Senate Judiciary Wants Dev Protections Out of Crypto Bill


US Senate Judiciary Committee leaders are seeking to remove crypto developer protections from the Senate’s crypto market structure bill, arguing the provisions would weaken unlicensed money transmitting laws.

Senate Judiciary chair Charles Grassley, and the committee’s top Democrat, Richard Durbin, told Senate Banking Committee chair Tim Scott and top Democrat Elizabeth Warren on Wednesday that the crypto bill as drafted would “create a significant enforcement gap for decentralized digital asset platforms.”

“Such a gap risks attracting illicit actors —blike cartels and other sophisticated criminal organizations— to decentralized platforms,” Grassley and Durbin said in a letter Politico first reported on Friday. 
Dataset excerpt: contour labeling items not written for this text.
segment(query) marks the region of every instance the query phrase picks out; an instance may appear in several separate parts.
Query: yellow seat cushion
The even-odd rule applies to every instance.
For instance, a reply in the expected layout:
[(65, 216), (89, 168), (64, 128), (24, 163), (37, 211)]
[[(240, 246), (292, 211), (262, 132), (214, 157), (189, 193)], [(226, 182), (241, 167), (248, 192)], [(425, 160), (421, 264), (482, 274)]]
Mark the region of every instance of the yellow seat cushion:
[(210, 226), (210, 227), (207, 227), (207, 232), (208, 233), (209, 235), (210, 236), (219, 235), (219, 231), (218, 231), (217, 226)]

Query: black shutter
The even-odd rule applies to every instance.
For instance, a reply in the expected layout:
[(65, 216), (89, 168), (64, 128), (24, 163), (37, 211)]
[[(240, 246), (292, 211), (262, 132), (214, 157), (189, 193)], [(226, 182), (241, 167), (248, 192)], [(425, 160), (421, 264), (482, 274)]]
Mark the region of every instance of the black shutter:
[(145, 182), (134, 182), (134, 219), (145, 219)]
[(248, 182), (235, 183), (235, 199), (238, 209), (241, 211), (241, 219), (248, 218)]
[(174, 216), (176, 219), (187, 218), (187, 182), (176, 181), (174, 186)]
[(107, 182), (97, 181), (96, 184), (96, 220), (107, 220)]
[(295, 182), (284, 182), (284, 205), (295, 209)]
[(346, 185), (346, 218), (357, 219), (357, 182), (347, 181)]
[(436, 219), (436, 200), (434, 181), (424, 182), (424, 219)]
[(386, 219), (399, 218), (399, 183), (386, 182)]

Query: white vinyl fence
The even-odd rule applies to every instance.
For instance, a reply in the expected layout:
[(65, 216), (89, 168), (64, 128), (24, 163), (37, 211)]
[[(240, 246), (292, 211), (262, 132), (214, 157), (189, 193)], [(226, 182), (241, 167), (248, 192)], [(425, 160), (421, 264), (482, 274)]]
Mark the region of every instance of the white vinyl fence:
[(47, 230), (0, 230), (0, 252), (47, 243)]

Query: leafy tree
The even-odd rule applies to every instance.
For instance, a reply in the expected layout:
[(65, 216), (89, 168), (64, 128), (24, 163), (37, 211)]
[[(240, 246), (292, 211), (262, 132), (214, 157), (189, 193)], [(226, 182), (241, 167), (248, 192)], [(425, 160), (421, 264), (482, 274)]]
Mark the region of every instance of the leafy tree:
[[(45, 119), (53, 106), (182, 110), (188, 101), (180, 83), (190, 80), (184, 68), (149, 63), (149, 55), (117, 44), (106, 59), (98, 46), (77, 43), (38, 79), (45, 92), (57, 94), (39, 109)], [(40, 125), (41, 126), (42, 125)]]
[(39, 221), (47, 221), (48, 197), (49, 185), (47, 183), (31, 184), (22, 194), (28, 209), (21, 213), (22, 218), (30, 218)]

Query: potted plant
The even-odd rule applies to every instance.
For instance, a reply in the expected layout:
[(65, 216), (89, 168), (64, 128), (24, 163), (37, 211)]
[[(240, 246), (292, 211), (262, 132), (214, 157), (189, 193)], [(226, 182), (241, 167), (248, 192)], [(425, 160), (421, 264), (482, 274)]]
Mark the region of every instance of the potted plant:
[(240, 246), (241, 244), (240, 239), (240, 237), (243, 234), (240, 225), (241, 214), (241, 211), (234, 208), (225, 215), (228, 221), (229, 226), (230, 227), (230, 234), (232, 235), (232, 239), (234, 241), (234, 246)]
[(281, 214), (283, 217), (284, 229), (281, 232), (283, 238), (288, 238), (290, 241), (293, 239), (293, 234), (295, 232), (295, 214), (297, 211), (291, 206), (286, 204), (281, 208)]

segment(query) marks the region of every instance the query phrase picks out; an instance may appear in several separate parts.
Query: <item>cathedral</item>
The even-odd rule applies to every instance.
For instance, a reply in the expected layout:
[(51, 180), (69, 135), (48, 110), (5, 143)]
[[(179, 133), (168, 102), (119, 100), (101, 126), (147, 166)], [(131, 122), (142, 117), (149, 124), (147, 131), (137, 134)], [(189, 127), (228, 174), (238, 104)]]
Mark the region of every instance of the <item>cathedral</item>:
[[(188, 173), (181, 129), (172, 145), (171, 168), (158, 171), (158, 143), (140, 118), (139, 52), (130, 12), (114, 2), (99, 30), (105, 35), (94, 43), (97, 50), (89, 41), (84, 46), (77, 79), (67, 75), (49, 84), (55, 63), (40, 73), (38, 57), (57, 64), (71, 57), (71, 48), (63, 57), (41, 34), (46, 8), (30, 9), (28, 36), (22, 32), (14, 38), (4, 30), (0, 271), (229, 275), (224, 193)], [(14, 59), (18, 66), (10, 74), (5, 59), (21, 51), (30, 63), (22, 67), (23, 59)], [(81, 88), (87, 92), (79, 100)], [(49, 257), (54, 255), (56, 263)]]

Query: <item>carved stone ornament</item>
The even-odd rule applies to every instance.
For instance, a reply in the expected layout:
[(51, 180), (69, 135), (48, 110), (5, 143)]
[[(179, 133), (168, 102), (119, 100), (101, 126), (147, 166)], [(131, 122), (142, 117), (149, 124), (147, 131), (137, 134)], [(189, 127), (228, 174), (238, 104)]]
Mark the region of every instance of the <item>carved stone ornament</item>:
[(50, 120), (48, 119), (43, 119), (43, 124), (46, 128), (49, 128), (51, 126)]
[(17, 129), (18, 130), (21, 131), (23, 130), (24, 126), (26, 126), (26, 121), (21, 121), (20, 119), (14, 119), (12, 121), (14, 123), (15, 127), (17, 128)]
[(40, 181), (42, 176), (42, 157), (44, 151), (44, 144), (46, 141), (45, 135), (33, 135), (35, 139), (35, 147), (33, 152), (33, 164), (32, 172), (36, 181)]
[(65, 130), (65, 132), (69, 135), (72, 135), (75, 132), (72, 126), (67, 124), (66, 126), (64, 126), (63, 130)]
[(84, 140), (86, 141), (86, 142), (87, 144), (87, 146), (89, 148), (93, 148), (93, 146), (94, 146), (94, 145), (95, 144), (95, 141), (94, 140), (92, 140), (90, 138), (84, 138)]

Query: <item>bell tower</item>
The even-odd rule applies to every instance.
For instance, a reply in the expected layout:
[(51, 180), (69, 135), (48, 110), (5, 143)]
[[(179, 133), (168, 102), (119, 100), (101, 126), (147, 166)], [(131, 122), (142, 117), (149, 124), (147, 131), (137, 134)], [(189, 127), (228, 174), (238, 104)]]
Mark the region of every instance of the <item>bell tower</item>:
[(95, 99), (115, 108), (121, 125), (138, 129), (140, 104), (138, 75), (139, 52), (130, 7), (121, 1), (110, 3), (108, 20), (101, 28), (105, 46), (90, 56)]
“Criminals already use tactics to obscure unlawful transactions. This bill would make prosecuting this conduct even more difficult,” they added. 

The Senate Banking and Agriculture Committees are looking to advance legislation defining how regulators will police crypto. 

A draft of the bill released on Jan. 12 included parts of the Blockchain Regulatory Certainty Act (BRCA), which aims to clarify that making crypto software or maintaining networks is exempt from federal or state money-transfer laws.

Senate Judiciary says it wasn’t consulted

The Senate Judiciary Committee has jurisdiction over the country’s main criminal laws and the Justice Department, and Grassley and Durbin said it “was not consulted or given the opportunity to meaningfully review the proposed changes in advance.”

Charles “Chuck” Grassley (middle), pictured at a nomination hearing in January 2025, is pushing the Senate Banking Committee to change its crypto bill. Source: USDA

The pair asked the Banking Committee to “reject any proposed language” that they said would “weaken the government’s ability to hold culpable actors accountable for operating unlicensed money transmitting businesses.”

Related: DeFi leaders voice concerns amid market structure bill‘s uncertain future

Grassley and Durbin’s letter is the latest hangup to the Senate bill, after both the Banking and Agriculture Committees delayed scheduled markups of the bill in order to drum up bipartisan support.

If the bill survives the two committees and makes it to the Senate floor, it may need bipartisan support as it will need 60 votes to pass, which could require all 53 Republicans, along with some Democrats, to support it.

Major crypto lobbyist Coinbase pulled its support for the bill on Wednesday, taking issue with multiple provisions, but said on Friday that negotiations with lawmakers were ongoing.